St. Andrä. Kaum einsehbar liegt praktisch unter der Autobahnabfahrt St. Andrä die Rennstrecke des »Lavanttaler Modellbuggy Clubs« (LAMBC) St. Andrä. Die rund 400 Meter lange Offroad-Bahn besteht seit Anfang der 1990er-Jahre. Auch der Club besteht seit der Errichtung der Bahn, damals allerdings noch gemeinsam mit dem »Lavanttaler Modellauto Club« (LAMAC) aus St. Paul. Durch die Buggy-Spezifikation erfolgte schließlich die Abspaltung bzw. die Gründung des eigenen Clubs in St. Andrä, deren Obmann seit dem Jahr 2017 Dominik Kielhauser ist. Der gebürtige Steirer ist seit seinem Umzug nach Bad St.

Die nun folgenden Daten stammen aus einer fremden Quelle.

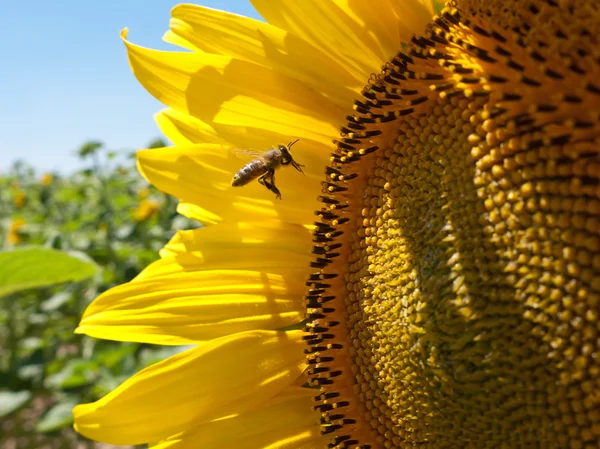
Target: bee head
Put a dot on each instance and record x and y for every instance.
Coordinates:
(285, 151)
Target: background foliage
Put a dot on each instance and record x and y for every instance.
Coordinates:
(104, 224)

Leonhard im Jahr 2010 Mitglied des Clubs. »Grundsätzlich werden bei uns Buggys im Maßstab 1:8 mit einem Verbrenner- oder Elektroantrieb gefahren«, so Obmann Kielhauser. Theoretisch ist auch das Fahren mit Modellen im Maßstab 1:10 möglich, doch hauptsächlich ist die Strecke für die größeren 1:8-Modelle ausgelegt. Die Rundenzeiten auf der Offroad-Strecke, auf denen die Fahrzeug Sprünge mit drei bis vier Metern Höhe hinlegen liegen im Bereich von 40 Sekunden. 80 bis 90 km/h erreichen die Mini-Buggys, die per Funksteuerung von den Piloten über die Strecke gefahren werden.